4. The Original 1982, by Lori Carson
This is a book I found on our galley shelf and is coming out on May 28. An aspiring singer makes a big decision, and the book splits in two. The story is said to have a 1980s New York music vibe.
5. So to that I add Life After Life, by Kate Atkinson. Just in case you haven't read all the press about her new novel, here is Sharon's recommendation.
"Kate Atkinson takes a departure from her mysteries to write an enchantingly written and intricately wrought story of the life and many deaths of Ursula Todd. Ursula is born in 1911 and when she dies, in a twist on reincarnation, she is reborn as herself at the same time, with the same family. Sometimes Ursula learns things to prevent a tragedy in the next life, and sometimes she doesn’t.

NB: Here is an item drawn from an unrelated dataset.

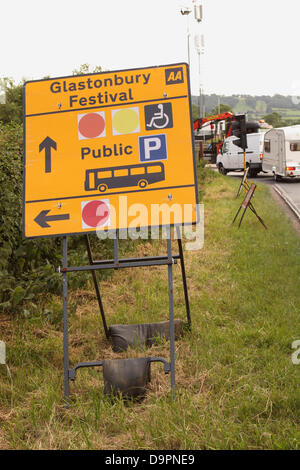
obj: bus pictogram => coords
[84,162,165,193]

Questions arise about the role of fate and simple timing in everyone’s life. Kate Atkinson has outdone herself in her latest novel." Thanks, Sharon!
In my head, I have very strong feelings about what makes this genre of "personal alternate history" distinctive. In traditional alternative history, personified on the literary side by Philip Roth's The Plot Against America or Michael Chabon's The Yiddish Policeman's Union, it's a what if question that is answered once. Another example is the old television series "Sliders" where the what if question was asked again and again. But in personal alternate history, it's the character's decision that changes the world, the world doesn't change the character. See the distinction?
As you know, Kate Atkinson is appearing at the Milwaukee Public Market (400 N. Water St) on Friday, April 19, 6:30 pm for the Milwaukee Public Library's Fill the Shelves fundraiser. This is the only time of year you can purchase a book for inclusion in the Milwaukee Public Library's circulation with a personal bookplate. You can make the donation the night of the event, and afterwards at both the Katie Gingrass Gallery and also at Boswell. How could I not include this pitch? Visit our upcoming events here.
So here's the thing. The more I do research on this, the more films I come up with that fit the bill. I decided "It's a Wonderful Life" fell short, because it's more of "A Christmas Carol" trope; the alternative is not seen as an equal reality. But "Run Lola Run" definitely fits the bill.
How am I supposed to make a display without a list of books? Can you help me come up with more? I will add these suggestions to the blog over the next few days.
a. Our friend John offered Italo Calvino's If On a Winter's Night, A Traveler. Boy, I have to take a month off and read everything Italo Calvino wrote.